'Mozambique needs more judges'

The President of Mozambique's Supreme Court, Ozias Pondja, on 13 March 2012 said that the country needs to train more judges, since the 293 who currently exist are insufficient to meet the growing pressure on the courts.

Speaking at a National Conference on Access to Justice, organised by the Mozambican Human Rights League (LDH), Pondja said the efficiency of the courts was the major challenge to face in ensuring that justice was accessible to Mozambicans under acceptable conditions. Court rulings should not only be fair, but should be "taken in a reasonable time".

Pondja warned that access to justice and to the courts would be "a mirage if people don't have access to the laws. This is even more relevant when we consider that our legal system is based on the tradition of Roman law, resting on written laws and using technical, even archaic terms which are not always understandable even to citizens with a high level of formal education".

In order to exercise their constitutional right to access to justice, he said, people needed to know their rights and duties. Pondja said he believed that civil society organisations have a key role to play in raising public understanding of the laws.

Pondja noted that the courts do not yet cover the entire country. However, the government has made "visible efforts" in this area and now district courts are functioning in 120 of Mozambique's 128 districts.

"The great challenge is to achieve total coverage of the districts", he said.

Pondja warned that justice does not come cheap.
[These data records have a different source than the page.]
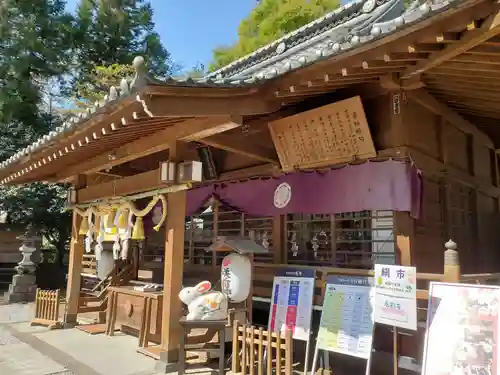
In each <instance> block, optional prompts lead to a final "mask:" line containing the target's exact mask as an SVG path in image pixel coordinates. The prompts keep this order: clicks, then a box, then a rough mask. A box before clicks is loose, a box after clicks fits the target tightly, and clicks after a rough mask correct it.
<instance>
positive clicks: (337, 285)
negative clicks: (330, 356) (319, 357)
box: [316, 276, 374, 359]
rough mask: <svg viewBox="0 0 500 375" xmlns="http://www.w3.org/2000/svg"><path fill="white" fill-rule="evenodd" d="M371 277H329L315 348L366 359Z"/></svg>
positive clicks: (323, 304) (372, 335)
mask: <svg viewBox="0 0 500 375" xmlns="http://www.w3.org/2000/svg"><path fill="white" fill-rule="evenodd" d="M373 324H374V320H373V279H372V278H369V277H358V276H330V277H329V278H328V279H327V282H326V289H325V298H324V301H323V311H322V313H321V320H320V325H319V331H318V337H317V343H316V350H318V349H321V350H327V351H331V352H337V353H341V354H347V355H351V356H354V357H359V358H365V359H368V358H369V357H370V354H371V348H372V340H373Z"/></svg>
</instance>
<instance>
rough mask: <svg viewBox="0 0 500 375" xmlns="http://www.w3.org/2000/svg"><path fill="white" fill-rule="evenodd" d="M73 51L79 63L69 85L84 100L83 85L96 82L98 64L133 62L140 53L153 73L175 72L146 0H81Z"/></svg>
mask: <svg viewBox="0 0 500 375" xmlns="http://www.w3.org/2000/svg"><path fill="white" fill-rule="evenodd" d="M73 51H74V53H75V55H74V57H75V60H76V64H75V68H74V74H73V79H72V81H71V84H70V87H71V90H72V94H73V95H75V96H76V98H77V99H82V98H80V97H79V96H78V94H79V90H81V87H82V86H85V85H89V87H92V86H93V85H94V84H95V83H94V80H95V78H96V77H95V73H96V70H95V67H104V66H105V67H109V66H113V64H118V65H130V64H131V63H132V61H133V59H134V57H135V56H138V55H141V56H143V57H144V58H145V59H146V61H147V63H148V69H149V71H150V72H151V73H152V74H154V75H156V76H158V77H164V76H167V75H169V74H171V73H172V62H171V60H170V54H169V53H168V52H167V50H166V49H165V48H164V47H163V45H162V44H161V41H160V37H159V35H158V34H157V33H156V32H155V31H154V23H153V8H152V6H151V3H150V2H149V1H147V0H106V1H105V0H81V1H80V5H79V6H78V9H77V12H76V14H75V27H74V33H73ZM98 78H99V77H98Z"/></svg>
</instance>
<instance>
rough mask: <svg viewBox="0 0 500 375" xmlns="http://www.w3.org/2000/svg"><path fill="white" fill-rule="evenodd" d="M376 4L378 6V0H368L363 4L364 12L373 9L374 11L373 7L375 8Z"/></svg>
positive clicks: (372, 10) (365, 12)
mask: <svg viewBox="0 0 500 375" xmlns="http://www.w3.org/2000/svg"><path fill="white" fill-rule="evenodd" d="M376 6H377V1H376V0H368V1H366V2H365V3H364V4H363V8H362V9H363V12H364V13H370V12H371V11H373V9H375V7H376Z"/></svg>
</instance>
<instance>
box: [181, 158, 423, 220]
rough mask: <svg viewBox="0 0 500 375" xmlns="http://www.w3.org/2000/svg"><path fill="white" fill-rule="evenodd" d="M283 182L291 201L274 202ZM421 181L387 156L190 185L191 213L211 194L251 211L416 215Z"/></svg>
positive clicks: (414, 168) (409, 168)
mask: <svg viewBox="0 0 500 375" xmlns="http://www.w3.org/2000/svg"><path fill="white" fill-rule="evenodd" d="M283 183H285V184H286V185H285V186H286V189H287V191H288V193H289V194H290V197H289V199H288V200H287V204H285V205H284V206H283V207H281V208H278V207H276V205H275V192H276V188H277V187H278V186H279V185H280V184H283ZM421 193H422V182H421V177H420V173H419V171H418V170H417V169H416V168H415V167H414V166H411V165H409V164H407V163H405V162H399V161H395V160H387V161H382V162H374V161H372V162H366V163H363V164H358V165H347V166H345V167H342V168H339V169H331V170H329V171H327V172H316V171H314V172H296V173H291V174H287V175H283V176H280V177H277V178H267V179H254V180H248V181H244V182H229V183H217V184H214V185H210V186H205V187H201V188H198V189H192V190H190V191H188V196H187V200H188V203H187V214H188V215H193V214H195V213H197V212H199V211H200V209H201V206H202V205H203V203H205V202H206V201H207V200H208V199H209V198H210V197H211V196H216V197H217V198H218V199H220V200H221V202H222V203H224V204H226V205H228V206H230V207H233V208H235V209H237V210H239V211H241V212H244V213H246V214H248V215H251V216H274V215H281V214H288V213H306V214H335V213H342V212H353V211H363V210H391V211H406V212H409V213H410V214H411V216H412V217H414V218H418V217H419V214H420V202H421Z"/></svg>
Judges, and other law officials need to be paid decently, court buildings must be maintained, and equipment must be purchased. He however said he did not believe that the state should pay for all the costs, providing a system that was entirely free for its users.

"Because the judiciary provides a public service, it makes sense for the state to pass on some of costs of this service to its beneficiaries", Ponja said. Furthermore, an entirely free system would "open the doors of the courts to irresponsible litigation", which would clog up the system and delay the trials of serious cases.

"The challenge is thus to find a point of balance between payment for the public service provided by the judiciary and the need to guarantee access to the courts to all citizens on a footing of equality, regardless of the economic condition of each person", he said.

Pondja said he also wanted to see legal reform. Clearing up the ancient and often obsolete legal codes inherited from Portuguese colonial times was needed, in order to remove the methods that can currently be used to deny justice, or even to avoid compliance with court rulings.

"Reform should result in a legal framework that allows fluidity in dealing with cases, and discourages litigation that is irresponsible or in bad faith", he said.

Ponja concluded with a call on judges to understand the local customs of the place where they worked. Magistrates were faced with "the constant challenge to reconcile formal law and customary law". For a decision that is perfectly legal in terms of written law, might be regarded as "manifestly unjust" in the cultural environment where a district judge operates.

Ozias Pondja was appointed as President of the Supreme Court by President Armando Guebuza in April 2009.

Pondja has a distinguished career in the Mozambican judicial system. He was chief attorney in Zambezia province in the late 1970s, and was presiding judge in the provincial courts, first in Cabo Delgado and then in Zambezia. He was a member of the Supreme Court for a decade prior to being appointed President.